WhatsApp Image 2018 03 29 at 16.20.20
WhatsApp Image 2018 03 29 at 16.20.20

Una lotta contro il tempo per assicurare l’apertura per l’imminente stagione estiva della Valtur. Un lavoro su più fronti che coinvolge anche l’imprenditoria locale. Dopo la conferma dell’interesse del gruppo Nicolaus Tour, dei fratelli ostunesi Roberto e Giuseppe Pagliara, classe politica locale e rappresentanti di categoria, sostengono l’attività frenetica di queste ore, indirizzata ad assicurare l’avvio della stagione turistica in questo villaggio ai confini tra Ostuni e Carovigno.

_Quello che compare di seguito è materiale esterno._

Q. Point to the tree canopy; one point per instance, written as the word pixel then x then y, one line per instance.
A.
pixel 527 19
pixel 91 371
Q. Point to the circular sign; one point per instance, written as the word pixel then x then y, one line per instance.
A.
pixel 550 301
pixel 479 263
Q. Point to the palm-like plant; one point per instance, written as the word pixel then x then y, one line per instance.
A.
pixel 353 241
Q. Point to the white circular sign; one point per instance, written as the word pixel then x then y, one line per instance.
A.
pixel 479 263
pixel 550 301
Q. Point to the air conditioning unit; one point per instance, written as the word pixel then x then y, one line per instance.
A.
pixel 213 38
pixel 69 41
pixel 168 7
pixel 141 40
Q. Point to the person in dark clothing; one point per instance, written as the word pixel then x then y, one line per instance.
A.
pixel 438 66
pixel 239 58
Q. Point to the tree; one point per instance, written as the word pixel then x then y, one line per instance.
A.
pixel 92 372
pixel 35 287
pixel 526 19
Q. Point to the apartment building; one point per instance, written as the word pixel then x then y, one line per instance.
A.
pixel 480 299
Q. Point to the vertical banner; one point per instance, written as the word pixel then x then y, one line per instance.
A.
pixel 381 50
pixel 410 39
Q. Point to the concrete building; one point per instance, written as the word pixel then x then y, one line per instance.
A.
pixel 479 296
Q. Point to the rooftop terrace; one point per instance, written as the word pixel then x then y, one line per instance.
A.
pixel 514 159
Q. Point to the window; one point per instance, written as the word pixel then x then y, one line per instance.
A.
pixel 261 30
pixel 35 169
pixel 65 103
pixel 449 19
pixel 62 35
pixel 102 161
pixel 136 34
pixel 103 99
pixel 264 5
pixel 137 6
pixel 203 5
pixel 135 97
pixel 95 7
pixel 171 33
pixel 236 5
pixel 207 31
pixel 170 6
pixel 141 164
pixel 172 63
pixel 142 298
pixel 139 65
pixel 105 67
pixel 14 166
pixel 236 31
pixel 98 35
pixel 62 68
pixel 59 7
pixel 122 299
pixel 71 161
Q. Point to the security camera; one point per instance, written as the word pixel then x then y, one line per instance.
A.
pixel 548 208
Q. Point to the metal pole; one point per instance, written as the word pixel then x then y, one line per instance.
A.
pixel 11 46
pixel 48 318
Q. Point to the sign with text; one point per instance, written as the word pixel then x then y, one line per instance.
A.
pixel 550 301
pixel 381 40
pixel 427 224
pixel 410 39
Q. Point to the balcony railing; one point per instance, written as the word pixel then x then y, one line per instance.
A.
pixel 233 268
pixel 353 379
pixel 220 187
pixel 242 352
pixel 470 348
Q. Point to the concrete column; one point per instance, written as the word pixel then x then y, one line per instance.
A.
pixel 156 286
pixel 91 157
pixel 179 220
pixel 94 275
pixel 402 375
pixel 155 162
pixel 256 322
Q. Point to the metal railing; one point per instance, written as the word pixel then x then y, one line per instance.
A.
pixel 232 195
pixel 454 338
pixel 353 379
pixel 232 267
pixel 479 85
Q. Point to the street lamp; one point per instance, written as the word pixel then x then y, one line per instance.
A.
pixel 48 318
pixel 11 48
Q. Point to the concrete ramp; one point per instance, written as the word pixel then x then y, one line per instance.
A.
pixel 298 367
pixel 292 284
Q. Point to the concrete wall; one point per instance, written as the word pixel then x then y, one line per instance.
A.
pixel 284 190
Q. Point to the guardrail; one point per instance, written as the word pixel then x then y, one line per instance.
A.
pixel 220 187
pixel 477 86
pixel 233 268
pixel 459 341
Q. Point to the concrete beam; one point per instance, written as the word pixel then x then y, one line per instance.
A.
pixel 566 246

Intanto anche i sindacati annunciano la mobilitazione. «Non si possono più rischiare salti nel buoi con gruppi di fuori regione o stranieri, che senza esperienza e senza conoscere il territorio con improvvisazione si avventurano a gestire la Valtur: esperienze fino a questo momento fallimentari. Per questo auspichiamo che possa concretizzarsi l’interesse del gruppo Nicolaus- dichiara Alessandro Semerano segretario di Federalberghi Brindisi- un gruppo solido sul mercato e che potrà avvalersi di risorse umane della zona ».

La necessità di non perdere posti letto, di non indebolire un indotto fatto di piccole e medie imprese che durante questo periodo dell’anno beneficiano della presenza di migliaia di turisti presenti nel complesso turistico. E poi gli oltre 100 lavoratori: sono questi i maggiori pericoli, che si vogliono da più parti, evitare. Una struttura che da oltre 50 anni, ininterrottamente, è stata sul territorio una realtà vincente, pioniera di un turismo internazionale che si è sviluppato intorno al villaggio a nord di Brindisi, con 400 stanze, e che a pieno regime può superare anche le 50mila presenze.

«Non si può interrompere un pezzo di storia del turismo ostunese. Di qui l’augurio – conclude Semerano- che possa essere finalizzato questo progetto imprenditoriale dei fratelli Pagliara». A seguire la vicenda anche l’assessore al turismo del comune di Ostuni Vittorio Carparelli. «La Valtur è sempre stata un punto di riferimento per il nostro territorio, con una disponibilità di posti letto di cui noi non possiamo fare a meno, soprattutto in questa fase storica. Ritengo, così, che la proposta dei fratelli Pagliara, possa essere la migliore, per non disperdere questo importante patrimonio. Ci troviamo di fronte a delle certezze nel campo turistico: sono certo che di questo eventuale connubio a beneficiare potrà essere l’intero territorio». Una trattativa tra il gruppo Nicolaus e la Cassa Deposito e Prestiti, titolare della struttura che, seppur avviata, non è ancora conclusa, per via di una serie valutazioni che le parti stanno portando avanti. Non pochi sarebbero i problemi, ad iniziare dalle condizioni di un complesso turistico, che da anni necessita di interventi di ristrutturazione. Una stagione estiva, seppur, ormai è alle porte, ma che al momento, a causa dei problemi del marchio Valtur, è ad alto rischio. Continuano ad essere bloccate le prenotazioni web per una vacanza estiva nel villaggio sulla costa della Città bianca.

Un segnale, non positivo, che si aggiunge anche ad alcuni lavori previsti nella struttura che non sarebbero, mai, partiti. E così al momento delle nuove stanze, del centro benessere e degli spazi anche per un turismo congressuale -come anticipato durante le fasi di acquisizione della struttura della Città bianca, tra il giugno ed il novembre del 2017- ad oggi non ci sarebbe nulla. Un investimento di oltre un milione di euro, previsto, ma rimasto solo teorico. In attesa di un esito positivo dell’intera situazione, anche gli oltre 100 lavoratori stagionali, che da sempre, almeno per 4 mesi l’anno, operano all’interno del villaggio.